Shocking graph shows raw reality of our agri sector
This graph (below) gave me a bit of a shock when I first saw it last week. After all, we're constantly being fed the line that the food sector is thriving on the back of unchecked growth in global demand for food.
Bord Bia have lots of nice glossy publications highlighting the record food exports that the sector has been achieving in recent years. So how could that line for agriculture be bumping along so miserably at the bottom of that graph, with only the ravaged construction sector for company in the last couple of months.
"Surely it's wrong?" I asked my colleague.
But the numbers behind it are gold-plated CSO stats.
Still not satisfied, I showed it to the wonderfully unbiased eye of Trevor Donnellan in Teagasc's economic analysis unit. "It's all true," he admitted. "We actually produce the same from the land today as we did 20 years ago."
But what about the huge growth in farm size over the last two decades? Herd size has almost doubled and, combined with better breeding and feeding, milk output per farm is almost three times higher.
"This is the trap that most people looking at the sector fall into," said Dr Donnellan. "You need to remember that there is only a third of the number of dairy farms here today compared to 1990."
But wasn't it the imposition of milk quotas that restricted growth in our dairy industry? "You could argue the opposite in fact," replied the Teagasc analyst.
"Arguably, quotas protected the sector more than they constrained it. This was reflected by the fact that Irish farmers were leading supporters for the retention of the system until relatively recently."
The sad reality is that the dairy sector is one of the best performing ones in terms of maintaining overall output. Cattle output has fallen 5pc in the last 20 years, while sheep numbers are half the level they were in 1990. Pigs, poultry and, curiously, mushrooms are the three exceptions within agriculture to this rule.
So how come there is so much razzmatazz around our burgeoning food industry?
The key word here is industry. Farming and food production are lumped together in most people's minds. But there is a tale of two cities within these two sectors. While the output of farming has been in decline, the contrast with the food processing sector over the same period couldn't be greater.
Over the last 20 years we've witnessed the rise and rise of not just world-class companies such as Kerry, Glanbia and Kepak, but also countless success stories at a more local level like Glenillen, Country Crest, Keogh's Crisps and Truly Irish to name but a few.
The key thing that each of these businesses have achieved is that they have increased the value of their primary produce by multiples through the use of innovation and technology.
Be that in a farmyard with Tom Keogh deciding to fry his spuds before flogging them or on a 100-acre campus in Kilkenny where Glanbia realised that the former by-products of traditional products such as cheese and butter could provide the spring-board into highly lucrative performance nutrition markets.
By adding value to the primary produce at the farmgate, the food processing sector is now close to three time the level it was in 1990.
Contrast that with the farm sector, where earnings from the market-place provide about a third of farm income on average – the rest comes from farm subsidies and state supports.

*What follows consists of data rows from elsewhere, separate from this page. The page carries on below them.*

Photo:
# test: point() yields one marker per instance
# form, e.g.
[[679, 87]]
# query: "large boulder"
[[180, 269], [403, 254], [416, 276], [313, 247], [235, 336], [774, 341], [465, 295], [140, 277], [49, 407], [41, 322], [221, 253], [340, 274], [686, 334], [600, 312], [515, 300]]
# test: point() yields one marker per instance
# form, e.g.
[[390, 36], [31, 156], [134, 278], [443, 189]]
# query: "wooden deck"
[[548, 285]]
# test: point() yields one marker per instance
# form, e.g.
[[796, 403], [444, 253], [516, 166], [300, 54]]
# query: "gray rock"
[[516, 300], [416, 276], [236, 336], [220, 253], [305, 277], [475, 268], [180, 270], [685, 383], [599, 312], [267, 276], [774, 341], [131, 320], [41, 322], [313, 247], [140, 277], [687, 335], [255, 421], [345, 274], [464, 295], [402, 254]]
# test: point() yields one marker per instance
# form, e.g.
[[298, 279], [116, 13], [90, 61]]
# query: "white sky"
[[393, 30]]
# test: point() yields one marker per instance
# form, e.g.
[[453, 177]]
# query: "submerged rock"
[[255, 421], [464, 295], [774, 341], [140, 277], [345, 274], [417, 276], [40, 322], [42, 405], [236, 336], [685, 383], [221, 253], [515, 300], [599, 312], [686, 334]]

To be fair to farming, the multiplier effect of every euro earned (or received through subsidies) is much greater than the equivalent for almost every other sector.
"It can vary a bit depending on the sub-sector of agriculture that you are looking at, but the rule of thumb we use is a multiplier of about two," said Dr Donnellan.
"In other words, the overall impact of agriculture is about twice the size of the sector. So 100 jobs in agriculture supports 100 jobs elsewhere in the economy."
But realising the realities about our primary food production sector should also provide a cautionary tale for those pinning their hopes to the mast of the Government's ambitious Food Harvest 2020 targets for the agri sector.
"The Food Harvest targets have been endorsed across the farm and food industry," cautions Dr Donnellan.
"However, if the experience of the last 20 years is replicated, growth on the food processing side will not automatically guarantee a similar outcome inside the farm gate.
"Farmers face a significant challenge to reap the benefits that the targets promise for the agri-food industry and wider economy." Farmers need to keep adopting new technology and get bigger to stay competitive.
It's a stark warning for our food sector leaders. If they want to keep the tills humming, they need to keep as many farmers pumping out as much food as possible. But the way the graph is trending does not bode well for the agri-food sector of 2033.